The United Kingdom Atomic Energy Authority was penalised over an incident at Dounreay in Caithness.
And BNG Sellafield was fined for a radioactive leak at its Thorp reprocessing plant in Cumbria.
The fines were imposed by the Nuclear Decommission Authority (NDA) and will be deducted from the fee the quango pays to the operators.
In September last year 266 litres of hazardous, dissolved spent fuel spilled on to a laboratory floor at Dounreay's cementation plant.
The liquid, which is kept in underground tanks, was being pumped to the plant where it is mixed with cement then stored in 500-litre drums.
No employees were injured or exposed to radiation during the scare, but it led to the plant being temporarily closed.
The penalty is thought to be the biggest suffered after a safety breach at Dounreay.

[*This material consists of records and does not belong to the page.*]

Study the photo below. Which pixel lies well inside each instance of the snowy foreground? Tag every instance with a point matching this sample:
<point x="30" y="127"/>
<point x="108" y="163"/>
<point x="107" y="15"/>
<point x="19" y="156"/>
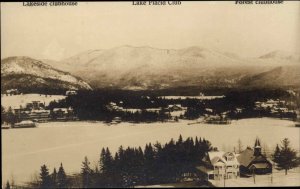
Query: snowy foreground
<point x="279" y="179"/>
<point x="25" y="150"/>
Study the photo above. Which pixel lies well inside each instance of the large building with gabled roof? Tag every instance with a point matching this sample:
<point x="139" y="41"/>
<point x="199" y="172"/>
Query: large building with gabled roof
<point x="253" y="161"/>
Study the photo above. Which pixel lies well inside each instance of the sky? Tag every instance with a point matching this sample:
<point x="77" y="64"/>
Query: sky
<point x="60" y="32"/>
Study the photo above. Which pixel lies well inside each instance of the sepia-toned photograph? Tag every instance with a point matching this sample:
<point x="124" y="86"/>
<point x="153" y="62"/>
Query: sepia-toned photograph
<point x="150" y="94"/>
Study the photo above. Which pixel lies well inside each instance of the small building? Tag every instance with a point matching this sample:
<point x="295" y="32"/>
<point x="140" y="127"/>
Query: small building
<point x="175" y="107"/>
<point x="219" y="165"/>
<point x="39" y="115"/>
<point x="12" y="92"/>
<point x="252" y="161"/>
<point x="71" y="92"/>
<point x="63" y="114"/>
<point x="24" y="124"/>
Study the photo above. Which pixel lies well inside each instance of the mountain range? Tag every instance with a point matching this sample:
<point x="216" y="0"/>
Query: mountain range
<point x="140" y="68"/>
<point x="30" y="74"/>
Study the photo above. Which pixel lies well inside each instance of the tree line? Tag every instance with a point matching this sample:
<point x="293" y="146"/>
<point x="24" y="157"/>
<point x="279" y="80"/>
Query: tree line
<point x="128" y="167"/>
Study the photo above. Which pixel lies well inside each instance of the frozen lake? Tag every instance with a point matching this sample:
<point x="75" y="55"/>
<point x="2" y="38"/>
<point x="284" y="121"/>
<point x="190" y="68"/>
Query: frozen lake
<point x="25" y="150"/>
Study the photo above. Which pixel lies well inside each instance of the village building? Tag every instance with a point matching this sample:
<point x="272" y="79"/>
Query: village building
<point x="71" y="92"/>
<point x="12" y="92"/>
<point x="63" y="114"/>
<point x="220" y="165"/>
<point x="252" y="161"/>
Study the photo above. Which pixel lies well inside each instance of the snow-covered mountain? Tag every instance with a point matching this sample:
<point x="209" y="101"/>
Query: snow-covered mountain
<point x="138" y="68"/>
<point x="25" y="72"/>
<point x="131" y="67"/>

The radioactive leak at Sellafield's Thorp reprocessing plant in May 2005 involved enough toxic material to half fill an Olympic-size swimming pool.
No one was injured after the plutonium and uranium fuel dissolved in concentrated nitric acid seeped through a fractured pipe but the plant had to be shut for several months.

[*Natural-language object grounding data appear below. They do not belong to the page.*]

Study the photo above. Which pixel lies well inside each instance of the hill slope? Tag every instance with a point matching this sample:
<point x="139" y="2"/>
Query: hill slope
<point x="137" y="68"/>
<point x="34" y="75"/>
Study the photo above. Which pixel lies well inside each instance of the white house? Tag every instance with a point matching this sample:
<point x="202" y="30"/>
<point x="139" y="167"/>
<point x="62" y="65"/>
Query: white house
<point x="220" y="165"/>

The fines are detailed in the NDA's annual review for 2005/06.
Its report says: "As a consequence of failings that led to incidents at Thorp and Dounreay, the NDA has made a fee deduction of £2 million from both BNG Sellafield Ltd and UKAEA respectively."
A spokesman for the UKAEA said the Dounreay accident was unfortunate but no employees had been harmed.
She added: "It shouldn't have happened, but the plant was designed to protect the workforce and the environment in case something like this did happen.
"There was no danger to any of our employees and the necessary steps were taken."
In a separate development, the operators of Dounreay could face legal action over the release of radioactive particles.
The Scottish Environment Protection Agency (Sepa) said it had submitted reports to prosecutors about the facility.
Sepa is now waiting to see if legal proceedings will be brought against the UKAEA.
Dounreay, a former experimental reactor establishment, was shut in 1994 and is earmarked for a £2.9 billion decommissioning by 2033.
More than 1,000 radioactive particles, fragments of spent uranium fuel rods about the size of a grain of sand, have been found on beaches and the sea bed around the facility.
Sepa said it had submitted reports to prosecutors in February this year and November 2004.